En cualquier caso, el sindicalismo opositor puede jactarse de su poderío para intentar un paro de alto acatamiento. Para empezar cuenta con la enorme mayoría de los gremios del transporte; un dato que se explica por sí solo. A esto hay que sumar municipales, judiciales, petroleros, panaderos, peajes, estaciones de servicio, trabajadores de vialidad nacional, peones de campo, seguridad, obreros de maestranza y del vidrio, entre tantos otros.

Los reproches de este conglomerado a la administración de la doctora Kirchner no son infinitos, pero casi. Ayer pasaron revista a las defecciones que comenzaron a percibir "desde la muerte de Néstor Kirchner": inflación desbocada, devaluación de la moneda, notoria pérdida del poder adquisitivo de los salarios, obras sociales sindicales a las que el Gobierno succiona ingresos (les deben ya 22 mil millones de pesos), paritarias condicionadas a posibles decretazos, el no aumento del mínimo no imponible, la precaria situación de los jubilados, el destrato a los docentes, la inseguridad, el crecimiento del narcotráfico en el país, etc., etc., etc.

También cayeron en la lista negra los "precios cuidados" (calificados de "chantada") y los 58 planes sociales que tiene el Gobierno actualmente en vigencia. "Los trabajadores quieren empleos", quedó dicho.

Mientras, el conflicto docente en suelo bonaerense se pone cada vez más caliente, al punto que desde las representaciones sindicales de los maestros se admite que la confrontación puede durar todo el año. Una predicción que mete miedo. En rigor, al día de hoy, son 15 las provincias en las que autoridades y docentes no llegan a un acuerdo.

Se extiende entre las organizaciones gremiales metidas en la pelea la idea de que al menos los equiparen con los docentes de los distritos en que sí llegaron a un acuerdo. Parece que fue en otro tiempo y no este verano cuando los gremios estatales afirmaban que iban a exigir los mismos incrementos conseguidos por los policías a fines del año pasado, insubordinación mediante.

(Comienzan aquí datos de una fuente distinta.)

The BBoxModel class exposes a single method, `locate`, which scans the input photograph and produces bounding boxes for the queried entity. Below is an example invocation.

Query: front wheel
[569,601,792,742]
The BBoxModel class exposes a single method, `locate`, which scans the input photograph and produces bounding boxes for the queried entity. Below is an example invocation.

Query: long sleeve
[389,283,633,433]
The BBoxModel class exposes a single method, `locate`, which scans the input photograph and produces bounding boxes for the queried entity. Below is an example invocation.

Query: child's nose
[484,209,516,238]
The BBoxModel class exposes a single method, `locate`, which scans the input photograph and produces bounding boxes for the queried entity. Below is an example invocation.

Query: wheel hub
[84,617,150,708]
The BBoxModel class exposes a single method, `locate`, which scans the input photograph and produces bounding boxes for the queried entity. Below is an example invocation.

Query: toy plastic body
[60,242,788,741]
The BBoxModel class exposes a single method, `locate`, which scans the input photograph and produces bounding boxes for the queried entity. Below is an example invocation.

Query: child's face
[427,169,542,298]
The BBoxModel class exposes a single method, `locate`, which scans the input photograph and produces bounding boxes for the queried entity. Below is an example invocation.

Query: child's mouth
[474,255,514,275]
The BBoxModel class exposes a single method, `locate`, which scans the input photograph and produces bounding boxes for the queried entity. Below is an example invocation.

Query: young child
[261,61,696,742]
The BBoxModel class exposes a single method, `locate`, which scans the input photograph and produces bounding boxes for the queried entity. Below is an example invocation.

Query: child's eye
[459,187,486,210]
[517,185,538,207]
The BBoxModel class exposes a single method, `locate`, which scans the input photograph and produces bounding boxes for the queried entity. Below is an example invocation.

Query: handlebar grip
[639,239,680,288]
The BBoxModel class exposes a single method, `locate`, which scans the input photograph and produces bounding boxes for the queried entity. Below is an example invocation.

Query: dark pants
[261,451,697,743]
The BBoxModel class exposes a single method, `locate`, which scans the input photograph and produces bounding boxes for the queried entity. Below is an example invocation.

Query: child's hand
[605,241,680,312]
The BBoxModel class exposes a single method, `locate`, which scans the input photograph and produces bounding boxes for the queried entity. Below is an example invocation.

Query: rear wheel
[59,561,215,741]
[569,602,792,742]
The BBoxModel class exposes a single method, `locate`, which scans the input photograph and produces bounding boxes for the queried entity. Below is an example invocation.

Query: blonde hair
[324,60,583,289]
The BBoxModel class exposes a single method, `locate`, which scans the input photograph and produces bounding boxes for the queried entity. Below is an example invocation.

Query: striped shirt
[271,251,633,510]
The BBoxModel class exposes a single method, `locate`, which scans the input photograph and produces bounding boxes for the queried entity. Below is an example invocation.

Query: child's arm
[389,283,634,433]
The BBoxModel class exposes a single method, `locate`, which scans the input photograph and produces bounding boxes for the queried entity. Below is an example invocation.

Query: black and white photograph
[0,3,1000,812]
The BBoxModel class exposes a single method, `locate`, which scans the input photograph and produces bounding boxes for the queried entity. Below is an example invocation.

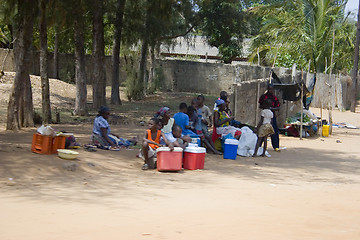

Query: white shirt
[261,109,274,124]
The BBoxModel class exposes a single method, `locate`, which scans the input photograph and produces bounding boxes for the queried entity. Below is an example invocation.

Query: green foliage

En el sector privado, también se hace esperar el acuerdo entre la UOM y las cámaras metalúrgicas, considerado por el Gobierno como caso testigo. Incentivado por sus compañeros del secretariado nacional, Antonio Caló se ha mantenido plantado sobre su pedido inicial de alrededor de un 30%, más un pago fijo de 2.000 pesos para compensar la inflación de enero y febrero. Los empresarios ofrecen un 24 por ciento y 1.000 pesos.

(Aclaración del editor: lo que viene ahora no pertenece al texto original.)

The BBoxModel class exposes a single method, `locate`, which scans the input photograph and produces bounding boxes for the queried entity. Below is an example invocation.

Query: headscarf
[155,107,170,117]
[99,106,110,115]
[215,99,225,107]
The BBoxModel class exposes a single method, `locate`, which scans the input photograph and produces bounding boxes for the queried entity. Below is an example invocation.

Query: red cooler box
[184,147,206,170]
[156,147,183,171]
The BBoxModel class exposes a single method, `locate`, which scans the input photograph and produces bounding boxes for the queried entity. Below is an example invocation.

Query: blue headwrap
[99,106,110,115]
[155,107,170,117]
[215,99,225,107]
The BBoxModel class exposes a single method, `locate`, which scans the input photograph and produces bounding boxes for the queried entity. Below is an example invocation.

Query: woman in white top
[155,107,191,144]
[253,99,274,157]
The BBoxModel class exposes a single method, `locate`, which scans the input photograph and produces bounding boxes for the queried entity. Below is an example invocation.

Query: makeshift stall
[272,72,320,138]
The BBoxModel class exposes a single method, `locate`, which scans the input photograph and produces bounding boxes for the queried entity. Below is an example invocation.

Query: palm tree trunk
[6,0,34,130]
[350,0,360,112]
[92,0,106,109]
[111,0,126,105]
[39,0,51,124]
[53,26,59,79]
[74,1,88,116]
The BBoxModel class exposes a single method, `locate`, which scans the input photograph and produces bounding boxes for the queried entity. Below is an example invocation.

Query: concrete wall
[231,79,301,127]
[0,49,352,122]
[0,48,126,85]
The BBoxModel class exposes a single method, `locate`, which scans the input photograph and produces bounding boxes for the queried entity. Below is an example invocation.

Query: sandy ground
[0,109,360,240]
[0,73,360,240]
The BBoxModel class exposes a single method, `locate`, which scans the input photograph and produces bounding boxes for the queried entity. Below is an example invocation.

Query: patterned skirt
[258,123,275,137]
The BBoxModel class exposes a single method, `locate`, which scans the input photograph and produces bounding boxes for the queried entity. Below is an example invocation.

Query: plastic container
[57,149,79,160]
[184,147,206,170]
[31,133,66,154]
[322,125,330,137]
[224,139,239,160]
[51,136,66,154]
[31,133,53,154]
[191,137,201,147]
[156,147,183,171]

Caló sabe que no puede llegar al congreso nacional de su gremio en Mar del Plata, dentro de dos semanas, con alforjas de poco peso. Cifras parecidas a la UOM manejan los trabajadores de la construcción. En el caso de la UOCRA, otro de los gremios pilares del kirchnerismo, no habrá resolución hasta la vuelta al país de Gerardo Martínez, atendiendo obligaciones en su papel de secretario de relaciones internacionales de la central oficialista.

Otra paritaria pronta a ponerse en marcha es la de los trabajadores del neumático que conduce Pedro Wasiejko, que es además número dos de la Central de los Trabajadores Argentina (CTA) que tiene juego con el Gobierno. El gremio va a pedir adelantar las negociaciones, para reclamar la hoy popular suma puente que traiga algo de alivio a unos 3500 trabajadores hasta junio; y para entonces buscarán discutir un incremento "similar al de la UOM".